身近な 「お小遣い稼ぎ」 に例えてみましょう。

  • 投資(仕入れ):1,000円で材料を買って、手作りのアクセサリーを作った。
  • 利益(儲け):完成品を売って、経費を引いたら 2,000円の「純粋な儲け」 が出た。
  • ROI(成績)「2,000円(利益) ÷ 1,000円(投資) × 100 = 200%」。

この「200%」がROIです。つまり、「使ったお金が2倍の利益になって返ってきた」ということを意味します。

もしROIが100%を切っていたら、それは「使ったお金よりも儲けが少なかった(赤字)」ということ。ビジネスが成功しているかどうかを一目で判断するための数字なのです。

ビジネスの現場でROIという言葉が出る場面

機材の購入、広告の出稿、新しいプロジェクトの評価シーンで必ず登場します。

1. 「ROIを最大化するために、無駄な経費を徹底的に削減しよう」

意味:
「同じ100万円を使うなら、もっと大きな『儲け』が返ってくるように工夫して、投資の効率を極限まで高めよう」ということです。

2. 「このツールの導入は、ROIの観点から見て合理的だね」

意味:
「高い買い物(投資)だけど、それを使うことで仕事が早くなって人件費が浮く(利益が出る)から、十分に元が取れる計算だね」ということです。

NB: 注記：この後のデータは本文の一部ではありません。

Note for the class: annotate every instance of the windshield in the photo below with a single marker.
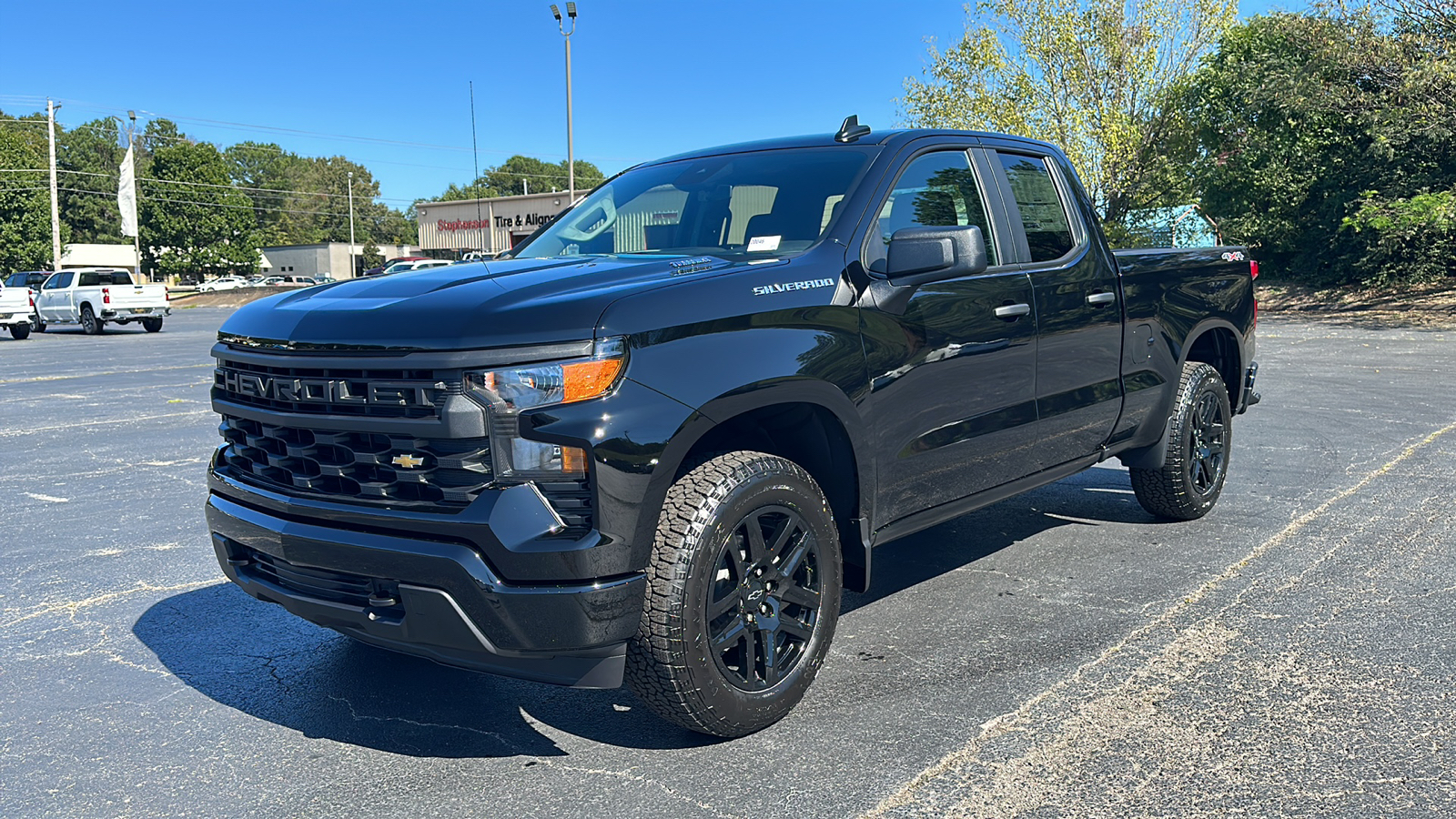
(772, 201)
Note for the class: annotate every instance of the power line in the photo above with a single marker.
(320, 135)
(204, 205)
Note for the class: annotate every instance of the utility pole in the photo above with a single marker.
(56, 206)
(571, 157)
(353, 268)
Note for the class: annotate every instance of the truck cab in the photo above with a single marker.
(95, 296)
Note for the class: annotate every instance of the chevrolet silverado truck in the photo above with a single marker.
(94, 296)
(659, 440)
(16, 310)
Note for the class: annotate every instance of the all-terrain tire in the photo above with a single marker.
(1198, 440)
(89, 322)
(735, 625)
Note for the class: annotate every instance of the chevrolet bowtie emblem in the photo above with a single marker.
(408, 460)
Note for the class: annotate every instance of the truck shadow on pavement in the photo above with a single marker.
(264, 662)
(1094, 497)
(259, 659)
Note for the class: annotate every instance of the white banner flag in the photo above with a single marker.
(127, 196)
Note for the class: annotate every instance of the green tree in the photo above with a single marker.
(1329, 143)
(25, 198)
(1091, 76)
(193, 220)
(305, 200)
(89, 162)
(521, 175)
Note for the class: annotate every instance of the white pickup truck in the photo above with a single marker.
(92, 296)
(15, 310)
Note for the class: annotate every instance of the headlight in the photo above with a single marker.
(510, 390)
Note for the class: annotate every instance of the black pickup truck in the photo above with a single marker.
(660, 439)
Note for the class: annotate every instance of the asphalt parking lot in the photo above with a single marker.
(1056, 654)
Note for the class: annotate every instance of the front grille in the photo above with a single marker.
(357, 467)
(324, 382)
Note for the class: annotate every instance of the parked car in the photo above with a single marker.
(393, 261)
(92, 296)
(223, 283)
(290, 281)
(410, 266)
(16, 310)
(657, 450)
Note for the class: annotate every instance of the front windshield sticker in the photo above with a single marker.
(786, 286)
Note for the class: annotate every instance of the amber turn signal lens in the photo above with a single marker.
(590, 379)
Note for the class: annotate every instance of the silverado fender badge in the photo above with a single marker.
(786, 286)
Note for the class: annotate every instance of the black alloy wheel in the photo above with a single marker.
(1208, 428)
(1200, 438)
(766, 596)
(742, 599)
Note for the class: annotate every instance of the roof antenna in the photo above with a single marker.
(851, 130)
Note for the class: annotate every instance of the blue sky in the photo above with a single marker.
(386, 84)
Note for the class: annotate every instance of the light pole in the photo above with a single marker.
(571, 157)
(351, 225)
(56, 208)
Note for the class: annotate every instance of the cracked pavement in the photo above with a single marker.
(1056, 654)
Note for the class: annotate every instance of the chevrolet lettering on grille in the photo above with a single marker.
(327, 390)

3. 「SNS運用のROIが見えにくいのが、今の課題なんだ」

意味:
「SNSに人手と時間をかけているけど、それが実際に『何円の儲け』に繋がっているのか計算するのが難しくて、やる意味があるか判断に迷っているよ」ということです。

ROIとROASの違い

よく似た名前の「ROAS(ロアス)」との違いを、お財布の事情で整理しました。

指標注目するポイント意味(たとえ)
ROI「利益」 (本当の儲け)1,000円使って 2,000円儲かった
ROAS「売上」 (入ってきたお金)1,000円使って 5,000円分売れた

「売上は上がったけど、経費がかかりすぎて利益(ROI)はマイナスだった……」という悲劇を避けるために、この2つの数字を使い分ける必要があります。

まとめ

この記事のポイントは次のとおりです。

  • ROIは、投資したお金に対して「どれだけ儲かったか」を測る指標
  • 数値が高いほど「投資の効率が良い(=筋がいいビジネス)」と言える
  • 「売上」ではなく「利益」で見るのがROIの最大の特徴

今すぐできる確認方法

あなたの仕事や生活の中で「ROI」を計算してみましょう!

  1. 自己投資: 1万円のビジネス本やセミナー代を払って、それによって給料が月5,000円上がったら? ROIは爆上がりです。
  2. 広告: 10万円の広告を出して、30万円の「利益」が出たら、ROIは300%。大成功ですね。
  3. 時間のROI: 「この1時間の会議に全員の時給をかけて、それ以上の価値(利益)が生まれているかな?」と、こっそり考えてみる。

「ROI」という言葉を知るだけで、お金や時間を「ただ使う」のではなく、未来への「投資」として捉える賢い視点が身につきますよ!